Computational intelligence based intrusion detection systems for wireless communication and pervasive computing networks (original) (raw)

2013, 2013 IEEE International Conference on Computational Intelligence and Computing Research

The emerging trend of ubiquitous and pervasive computing aims at embedding everyday devices such as wristwatches, smart phones, home video systems, autofocus cameras, intelligent vehicles, musical instruments, kitchen appliances etc. with microprocessors and imparts them with wireless communication capability. This advanced computing paradigm, also known as the Internet of Things or cyber-physical computing, leads internet and computing to appear everywhere and anywhere using any device and location. With maximum appreciation and due regards to the evolutionary arc, depth and scope of ceaseless internet utilities, it is equally necessary to envisage the security and data confidentiality challenges posed by the free and ubiquitous availability of internet. Wireless communication, by virtue of a plethora of networked devices, is severely prone to illegal use, unauthorized access, protocol tunneling, eavesdropping, and denial of service attacks as these devices are unknowingly exposed to illegal access from undefined locations. Amidst the rapidly expanding arena of cybercrime, banks, stock exchanges, business transactions and shopping firms such as Amazon and eBay are heavily dependent on internet. The freedom offered by wireless and 3G based internet communication and its open character has led to many incidences of abuse of technology. Unrestricted accessibility to internet has intensified the likelihood of sophisticated attacks, malicious intrusions and malware, capable of inflicting widespread damage on modern human life and economy.

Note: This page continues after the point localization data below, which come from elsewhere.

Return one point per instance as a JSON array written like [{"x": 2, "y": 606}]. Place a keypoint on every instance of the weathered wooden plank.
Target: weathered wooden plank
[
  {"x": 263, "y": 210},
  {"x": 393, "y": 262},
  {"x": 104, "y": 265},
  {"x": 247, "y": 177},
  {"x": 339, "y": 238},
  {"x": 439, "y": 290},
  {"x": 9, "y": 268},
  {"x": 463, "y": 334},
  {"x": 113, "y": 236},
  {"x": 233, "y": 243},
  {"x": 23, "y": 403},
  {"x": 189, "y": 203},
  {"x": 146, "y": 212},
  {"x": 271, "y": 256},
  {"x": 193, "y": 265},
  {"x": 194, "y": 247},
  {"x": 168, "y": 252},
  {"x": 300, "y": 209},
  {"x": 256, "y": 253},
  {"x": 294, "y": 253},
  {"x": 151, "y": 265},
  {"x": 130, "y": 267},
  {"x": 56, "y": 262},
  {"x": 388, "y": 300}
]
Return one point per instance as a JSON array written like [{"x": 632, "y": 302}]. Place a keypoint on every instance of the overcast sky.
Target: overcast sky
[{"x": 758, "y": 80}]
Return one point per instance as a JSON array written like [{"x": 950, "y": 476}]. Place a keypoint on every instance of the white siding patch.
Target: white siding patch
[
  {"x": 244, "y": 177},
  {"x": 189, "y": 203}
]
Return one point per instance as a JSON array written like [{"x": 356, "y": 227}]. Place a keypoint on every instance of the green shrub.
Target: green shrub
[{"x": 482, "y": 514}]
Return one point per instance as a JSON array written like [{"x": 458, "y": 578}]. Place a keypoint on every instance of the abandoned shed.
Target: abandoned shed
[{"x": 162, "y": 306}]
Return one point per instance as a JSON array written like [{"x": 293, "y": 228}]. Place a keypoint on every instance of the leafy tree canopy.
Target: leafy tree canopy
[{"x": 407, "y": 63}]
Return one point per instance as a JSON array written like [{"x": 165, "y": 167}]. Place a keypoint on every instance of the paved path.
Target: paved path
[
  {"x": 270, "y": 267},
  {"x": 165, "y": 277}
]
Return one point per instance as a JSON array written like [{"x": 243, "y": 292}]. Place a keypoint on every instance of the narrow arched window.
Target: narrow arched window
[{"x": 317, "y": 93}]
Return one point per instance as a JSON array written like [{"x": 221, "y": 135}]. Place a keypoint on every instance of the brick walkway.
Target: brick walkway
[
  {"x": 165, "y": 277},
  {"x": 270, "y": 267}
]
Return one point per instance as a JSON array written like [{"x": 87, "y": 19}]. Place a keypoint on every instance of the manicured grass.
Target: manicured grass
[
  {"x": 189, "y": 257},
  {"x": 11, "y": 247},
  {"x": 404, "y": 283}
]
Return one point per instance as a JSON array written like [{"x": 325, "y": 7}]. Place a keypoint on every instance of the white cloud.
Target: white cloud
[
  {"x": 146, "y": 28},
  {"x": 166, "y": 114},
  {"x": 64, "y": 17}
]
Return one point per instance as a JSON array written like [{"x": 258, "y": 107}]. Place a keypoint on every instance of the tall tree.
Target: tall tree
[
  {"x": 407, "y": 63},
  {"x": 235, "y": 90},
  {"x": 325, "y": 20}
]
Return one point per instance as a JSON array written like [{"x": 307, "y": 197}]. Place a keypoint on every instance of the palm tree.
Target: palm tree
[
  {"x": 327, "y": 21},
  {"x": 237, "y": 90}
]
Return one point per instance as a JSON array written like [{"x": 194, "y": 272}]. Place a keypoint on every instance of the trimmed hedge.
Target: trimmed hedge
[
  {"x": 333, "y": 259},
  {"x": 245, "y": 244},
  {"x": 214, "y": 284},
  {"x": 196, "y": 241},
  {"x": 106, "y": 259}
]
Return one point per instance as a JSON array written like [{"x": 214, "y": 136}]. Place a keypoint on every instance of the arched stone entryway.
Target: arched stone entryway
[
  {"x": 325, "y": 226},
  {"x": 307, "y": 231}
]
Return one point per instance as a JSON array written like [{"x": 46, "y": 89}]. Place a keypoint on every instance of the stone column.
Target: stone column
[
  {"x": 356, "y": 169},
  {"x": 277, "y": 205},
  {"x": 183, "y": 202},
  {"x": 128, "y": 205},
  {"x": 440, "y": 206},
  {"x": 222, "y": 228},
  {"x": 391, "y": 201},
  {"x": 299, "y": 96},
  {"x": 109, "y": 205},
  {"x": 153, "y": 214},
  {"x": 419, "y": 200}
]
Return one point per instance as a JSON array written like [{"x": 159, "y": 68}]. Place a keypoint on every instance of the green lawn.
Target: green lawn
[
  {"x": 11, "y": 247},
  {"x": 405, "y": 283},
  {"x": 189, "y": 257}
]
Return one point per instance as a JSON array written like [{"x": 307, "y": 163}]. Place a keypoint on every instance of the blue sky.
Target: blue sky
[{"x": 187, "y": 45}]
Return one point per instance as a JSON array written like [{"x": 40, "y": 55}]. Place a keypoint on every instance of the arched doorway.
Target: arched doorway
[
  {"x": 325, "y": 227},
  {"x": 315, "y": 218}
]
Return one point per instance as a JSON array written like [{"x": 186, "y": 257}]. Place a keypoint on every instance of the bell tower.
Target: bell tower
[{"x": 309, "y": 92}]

The classical intrusion detection systems have been found to be less equipped to handle the magnitude and complexity of wireless networks due to enormous user activities and constantly varying behavior patterns. This paper analyses the role of computational intelligence techniques to design adaptive and cognitive intrusion detection systems that can efficiently detect malicious network activities and proposes novel three-tier architecture for designing intelligent intrusion detection systems for wireless networks.